Emel Mathlouthi : C'est un ami qui me l'a écrit en 2007. Un très beau cadeau que je ne dédie pas seulement à la Tunisie, mais à tous les pays opprimés. J'ai volontairement créé une mélodie optimiste pour compenser le fond. Cette chanson me représente vraiment. J'ai toujours été déprimée par l'état de mon pays. J'ai manqué de tellement de liberté quand j'étais plus jeune que je n'ai jamais pu me résoudre à être passive. Chanter était l'unique façon de m'exprimer librement.
cafebabel.com : Ce n'était pas dur, sous Ben Ali, d'assumer sa vocation artistique ?
Emel Mathlouthi : Évidemment. Très vite, j'ai manqué d'espace pour créer. Jamais on ne t'interdisait de jouer. C'était plus subtil puisque tu étais dans l'impossibilité matérielle de le faire si tu ne faisais pas partie de la petite liste de musiciens appréciés par le pouvoir. Aucune salle ne voulait me programmer, personne ne voulait me signer, je n'avais même pas de tourneur.
cafebabel.com : Te penses-tu emblème de la révolution ?

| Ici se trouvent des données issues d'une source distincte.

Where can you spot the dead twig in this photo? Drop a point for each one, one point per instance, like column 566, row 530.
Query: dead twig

Emel Mathlouthi : Un peu. Lorsque ça a commencé à péter, j'étais sur place, en pleine tournée avec mes musiciens. Ma fan page sur Facebook, avec 30 000 personnes qui me suivaient, avait été supprimée. À ce moment, une journaliste m'avait aussi appelé pour me prévenir que mes chansons avaient été supprimées des bases de données de sa radio. Je m'étais dit : « cette fois-ci, c'est pour de bon. » Ça va enfin changer en Tunisie. J'ai donc décidé de soutenir le mouvement et de dédier mon concert de Sfax (deuxième ville et poumon économique de la Tunisie, ndlr) à la révolution. Mohamed Bouazizi s'était immolé seulement une semaine plus tôt.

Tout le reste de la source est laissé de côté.